Importantly, however, the majority found that the Native Title Act itself does not provide the source of power for a representative body to delegate its functions. While the Act does not preclude the performance of delegated functions, the power to delegate must come from an external source. In the case of the Northern Land Council, the power to delegate was conferred under the Council’s establishing Act, the Aboriginal Land Rights (Northern Territory) Act 1976 (Cth).
Justices Nettle and Edelman agreed that the Northern Land Council could exercise the ILUA certification function through its CEO, but said this was on the basis that the CEO was acting as the Council’s agent, rather than its delegate.
The effect of the High Court’s decision is to clarify that for representative bodies that are statutory bodies corporate, the ILUA certification function can be delegated provided that it has an express power to delegate, whether under its establishing legislation or from some other source.

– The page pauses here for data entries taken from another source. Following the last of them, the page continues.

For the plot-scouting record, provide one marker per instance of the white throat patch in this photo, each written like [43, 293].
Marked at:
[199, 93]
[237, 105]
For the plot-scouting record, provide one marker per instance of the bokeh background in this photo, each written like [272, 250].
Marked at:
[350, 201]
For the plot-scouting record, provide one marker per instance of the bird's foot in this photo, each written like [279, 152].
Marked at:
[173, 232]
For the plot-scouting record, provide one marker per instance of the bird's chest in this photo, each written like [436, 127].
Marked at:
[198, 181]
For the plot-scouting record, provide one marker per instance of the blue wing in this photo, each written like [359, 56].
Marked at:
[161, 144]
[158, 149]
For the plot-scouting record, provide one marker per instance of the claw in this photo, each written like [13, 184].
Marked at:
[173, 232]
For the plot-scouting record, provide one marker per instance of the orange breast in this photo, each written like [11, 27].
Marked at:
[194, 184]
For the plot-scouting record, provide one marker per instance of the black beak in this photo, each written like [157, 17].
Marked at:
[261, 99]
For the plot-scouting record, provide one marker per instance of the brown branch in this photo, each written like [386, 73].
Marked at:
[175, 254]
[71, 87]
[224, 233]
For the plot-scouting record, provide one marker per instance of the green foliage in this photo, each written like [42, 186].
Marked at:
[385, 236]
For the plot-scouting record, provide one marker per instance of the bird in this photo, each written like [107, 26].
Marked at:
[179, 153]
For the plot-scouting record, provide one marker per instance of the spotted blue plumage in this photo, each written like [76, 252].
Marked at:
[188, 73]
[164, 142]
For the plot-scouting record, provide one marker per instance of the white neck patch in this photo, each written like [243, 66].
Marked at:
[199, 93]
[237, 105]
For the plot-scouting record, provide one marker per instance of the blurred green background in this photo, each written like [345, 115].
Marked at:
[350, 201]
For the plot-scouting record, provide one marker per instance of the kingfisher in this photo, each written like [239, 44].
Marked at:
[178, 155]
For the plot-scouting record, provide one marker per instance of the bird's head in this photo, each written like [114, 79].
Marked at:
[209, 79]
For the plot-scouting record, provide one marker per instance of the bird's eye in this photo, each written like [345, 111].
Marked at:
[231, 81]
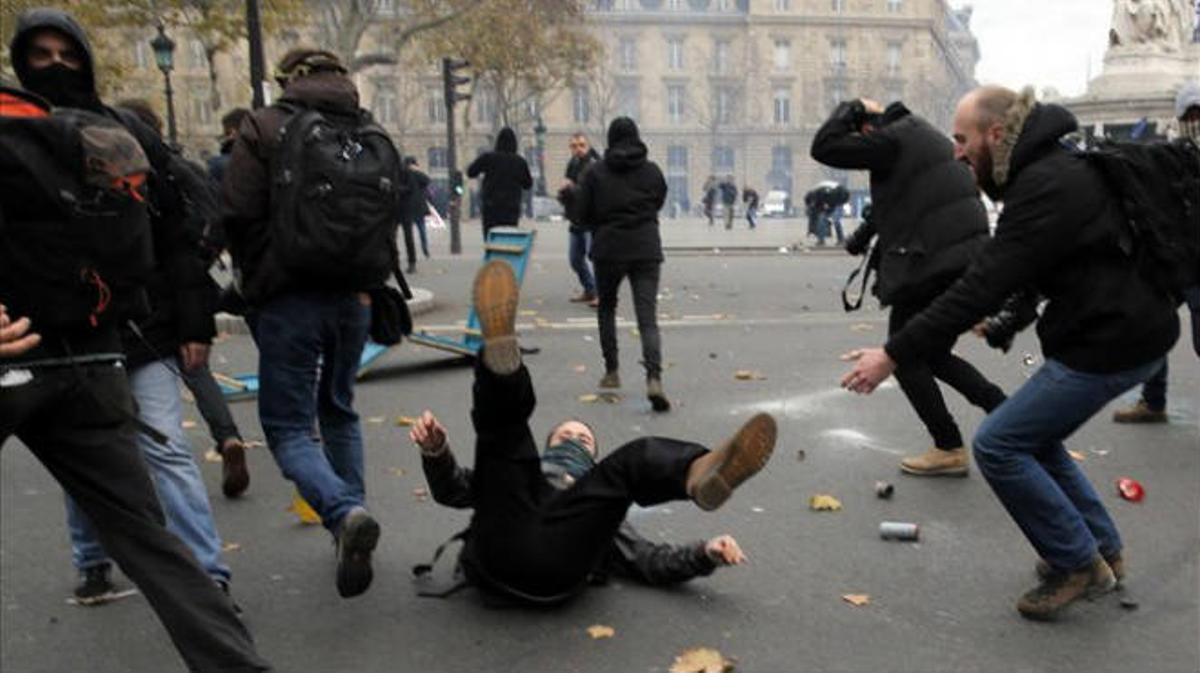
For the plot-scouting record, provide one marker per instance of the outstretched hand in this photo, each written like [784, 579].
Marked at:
[725, 551]
[871, 367]
[429, 433]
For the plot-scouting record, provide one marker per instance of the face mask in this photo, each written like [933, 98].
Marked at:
[568, 458]
[63, 86]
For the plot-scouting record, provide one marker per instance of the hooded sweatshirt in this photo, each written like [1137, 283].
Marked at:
[621, 197]
[181, 293]
[505, 176]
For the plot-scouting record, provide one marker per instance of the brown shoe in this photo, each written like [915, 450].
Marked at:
[1115, 562]
[496, 305]
[936, 462]
[1062, 588]
[234, 475]
[713, 476]
[610, 379]
[1139, 413]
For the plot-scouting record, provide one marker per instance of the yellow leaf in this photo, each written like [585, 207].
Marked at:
[825, 503]
[304, 511]
[701, 660]
[600, 631]
[857, 600]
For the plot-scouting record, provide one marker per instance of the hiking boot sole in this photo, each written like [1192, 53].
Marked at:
[496, 298]
[743, 457]
[359, 536]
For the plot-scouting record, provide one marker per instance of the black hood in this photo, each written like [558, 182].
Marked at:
[41, 18]
[507, 140]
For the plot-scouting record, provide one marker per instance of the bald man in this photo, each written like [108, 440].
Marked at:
[1104, 330]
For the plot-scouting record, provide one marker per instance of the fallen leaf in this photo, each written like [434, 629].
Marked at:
[701, 660]
[857, 600]
[304, 511]
[825, 503]
[600, 631]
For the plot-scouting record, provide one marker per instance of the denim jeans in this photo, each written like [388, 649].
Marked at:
[580, 245]
[1019, 449]
[175, 475]
[310, 344]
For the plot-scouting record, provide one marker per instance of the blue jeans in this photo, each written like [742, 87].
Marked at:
[580, 245]
[177, 479]
[310, 344]
[1019, 449]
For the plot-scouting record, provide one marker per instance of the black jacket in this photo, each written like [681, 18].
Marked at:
[619, 200]
[629, 556]
[925, 206]
[180, 290]
[1060, 234]
[505, 176]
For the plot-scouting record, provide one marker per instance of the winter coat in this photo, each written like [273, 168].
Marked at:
[1059, 234]
[247, 182]
[505, 176]
[619, 200]
[927, 210]
[629, 556]
[180, 290]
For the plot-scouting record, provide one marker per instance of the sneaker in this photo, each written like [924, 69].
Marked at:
[658, 398]
[496, 304]
[937, 462]
[1139, 413]
[1062, 588]
[95, 584]
[357, 539]
[1115, 562]
[713, 476]
[234, 475]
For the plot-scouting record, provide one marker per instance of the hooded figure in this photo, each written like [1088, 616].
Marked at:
[505, 176]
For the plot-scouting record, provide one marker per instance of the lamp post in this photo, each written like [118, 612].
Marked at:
[539, 132]
[165, 55]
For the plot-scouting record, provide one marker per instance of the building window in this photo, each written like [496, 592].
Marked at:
[676, 97]
[783, 54]
[783, 106]
[893, 59]
[723, 158]
[438, 158]
[675, 53]
[581, 104]
[628, 54]
[628, 100]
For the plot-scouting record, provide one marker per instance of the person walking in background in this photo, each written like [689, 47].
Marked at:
[505, 176]
[618, 200]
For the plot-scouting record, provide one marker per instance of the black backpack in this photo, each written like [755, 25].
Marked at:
[335, 199]
[85, 259]
[1158, 187]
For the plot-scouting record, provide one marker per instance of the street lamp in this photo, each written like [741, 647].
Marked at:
[539, 132]
[165, 55]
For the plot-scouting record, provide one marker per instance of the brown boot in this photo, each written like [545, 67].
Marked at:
[1139, 413]
[937, 462]
[496, 305]
[1062, 588]
[713, 476]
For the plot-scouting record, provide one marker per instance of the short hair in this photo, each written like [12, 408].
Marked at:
[232, 119]
[144, 112]
[991, 104]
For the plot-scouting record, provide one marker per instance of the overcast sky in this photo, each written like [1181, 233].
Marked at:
[1041, 42]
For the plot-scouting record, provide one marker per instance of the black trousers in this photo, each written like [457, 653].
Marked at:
[643, 282]
[79, 426]
[917, 380]
[539, 540]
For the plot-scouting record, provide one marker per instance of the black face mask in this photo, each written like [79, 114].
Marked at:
[63, 86]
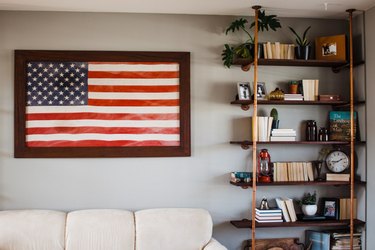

While the majority of the High Court did not directly find that representative bodies that are corporations under the Corporations Act 2001 (Cth) or the Corporations (Aboriginal and Torres Strait Islander) Act 2006 (Cth) can perform the ILUA certification functions through their officers, it appears reasonable to infer from their reasons, as well as from the reasons of the minority, that this can occur.
The High Court’s decision hopefully opens the way for representative bodies to resume certifying ILUA registration applications, reducing some of the complexities that can otherwise arise in the registration process.
 Northern Land Council v Quall  HCA 33.